Los responsables de Janaagraha saben que necesitan trabajar conjuntamente con sectores de la administración pública para combatir la incompetencia institucional. Venkatesh considera imprescindible el apoyo de los departamentos para obtener los resultados esperados: “Queremos gobiernos más transparentes y que aseguren el buen funcionamiento de la ciudad. Y para ello también necesitamos la colaboración de las instituciones”. Con este objetivo, la organización también ha creado un equipo formado por dos trabajadores públicos retirados. Un ex oficial de policía y una antigua secretaria general de gobierno del estado de Karnataka se encargarán de mantener contacto con los departamentos responsables de los sobornos. “Actuaremos como el equipo defensor del pueblo. Nos encargaremos de revisar las denuncias no anónimas de los ciudadanos y tramitarlas en las oficinas correspondientes”, explica S. T. Ramesh, ex Director General de la Policía de Karnataka.

El valor añadido de este nuevo equipo es que ellos conocen el funcionamiento de la administración para que las denuncias den lugar a cambios estructurales sostenibles. Su objetivo más cercano es el de firmar un memorándum de entendimiento con todos los departamentos para establecer mecanismos de actuación rápidos. En el caso de la policía, Ramesh describe los pormenores de uno de los sistemas más corrompidos: “Es la mayor fuente de corrupción del estado. Hay sobornos en todas y cada una de las oficinas de policía y por todos los servicios imaginables. Pero no es el departamento en el que más dinero circula. Lo que sucede es que en otros ámbitos se pagan para que los servicios se hagan más rápidamente. Mientras que en la policía existe un elemento de coerción, ya que se da dinero para escapar de un castigo”.

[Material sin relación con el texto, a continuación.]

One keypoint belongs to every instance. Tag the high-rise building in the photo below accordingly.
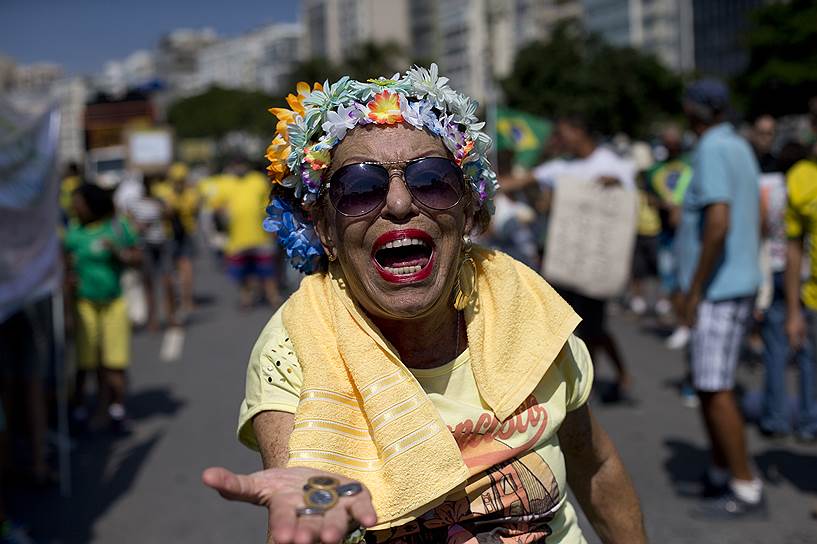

Ramesh tiene muchas esperanzas puestas en esta iniciativa aunque se muestra cauto: “Luchar contra la corrupción desde dentro del sistema es un reto inmenso. Los oficiales de policía serán muy cautos. Y los más honestos se granjearán enemigos”. El ex Director General de Policía, de 63 años, insiste en la importancia de la educación de todos los sectores de la sociedad, una parte importante del trabajo que él y su compañera desarrollarán en los departamentos de la administración: “La actitud cultural frente a este problema tiene que cambiar. No solo en el caso de los funcionarios y poderes públicos. Los ciudadanos tienen su parte de responsabilidad. Porque esta es la historia del huevo y la gallina. Por un lado están los que reciben sobornos. Pero en el otro están los que los pagan porque les beneficia”.